Nastąpiła ona w czwartym egzemplarzu testowym F-35A (AF-4), w którym wprowadzono nową konfigurację prądnic, podobnie jak w piątym egzemplarzu F-35B (BF-5) oraz pierwszym F-35C (CF-1). Przy okazji okazało się, że dostęp serwisowy do tak zwanego zintegrowanego systemu zasilania jest znacznie utrudniony.
Dopracowania wymaga rewolucyjny hełmowy system wyświetlania, którego zastosowanie wyeliminowało potrzebę użycia w F-35 tradycyjnego wyświetlacza przeziernego. Kłopoty z wyrobem firmy Vision Systems International sprawiły, że 1 marca 2011 roku Lockheed przedłożył specyfikację alternatywnego wyświetlacza. Propozycję nowego, opracowanego na bazie gogli noktowizyjnych ANVIS-9 przedstawiła firma BAE Systems. Jak na razie propozycja ta nie jest tak zaawansowana jak VSI, a jej zastosowanie wymagałoby przeprojektowania kokpitu. Lockheed pozwolił za to firmie VSI na usunięcie problemów z wibracjami, fluktuacją obrazu oraz noktowizją. Nowy wyświetlacz ma zostać dostarczony w trzecim kwartale 2013 roku. Wciąż niedopracowane jest oprogramowanie awioniki F-35. W przeciwieństwie do starszych samolotów całe oprogramowanie zostało napisane w języku C++. Pełna wersja bojowa awioniki - Block 3 - będzie składała się aż z 24 milionów linii kodowych. To prawie trzy razy tyle, ile zapisano w oprogramowaniu awioniki F-22. W 2011
roku ujawniono jednak, że zostało zapisane jedynie 50% kodu. Ukończenie programowania będzie wymagało zatrudnienia dodatkowych 110 informatyków i kolejnych pięciu lat pracy. Prawdopodobnie to właśnie jest główna przyczyna tak dużego opóźnienia całego programu JSF.

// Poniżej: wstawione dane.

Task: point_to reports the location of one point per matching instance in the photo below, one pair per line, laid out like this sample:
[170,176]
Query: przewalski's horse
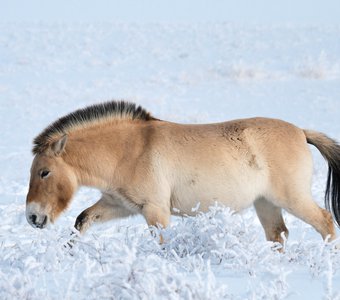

W listopadzie 2011 roku specjalny zespół Pentagonu po miesięcznej analizie wymienił kolejne niedociągnięcia wymagające rozwiązania: system awaryjnego zrzutu paliwa musi zostać dopracowany, gdyż może spowodować pożar; klimatyzacja jest zbyt mało wydajna i niedostatecznie schładza awionikę oraz kokpit; używanie dopalacza w F-35B może uszkadzać samolot; system odgromowy nie uzyskał certyfikatu, a zautomatyzowany system informacji logistycznych opracowano jedynie częściowo.
Gdy na początku 2012 roku rozpoczęły się wykonywane na lądzie próbne lądowania F-35C z użyciem liny hamującej, także nie obyło się bez kłopotów. Lina hamująca zawieszona jest kilkanaście centymetrów nad pokładem. Zwykle koła podwozia głównego samolotu przejeżdżają po linie, przyciskając ją do pokładu, po czym podnosi się ona, aby mogła zostać złapana przez hak. Okazało się, że w F-35C zamontowano go jednak zbyt blisko podwozia głównego i lina nie nadążała z podniesieniem się na wystarczającą wysokość.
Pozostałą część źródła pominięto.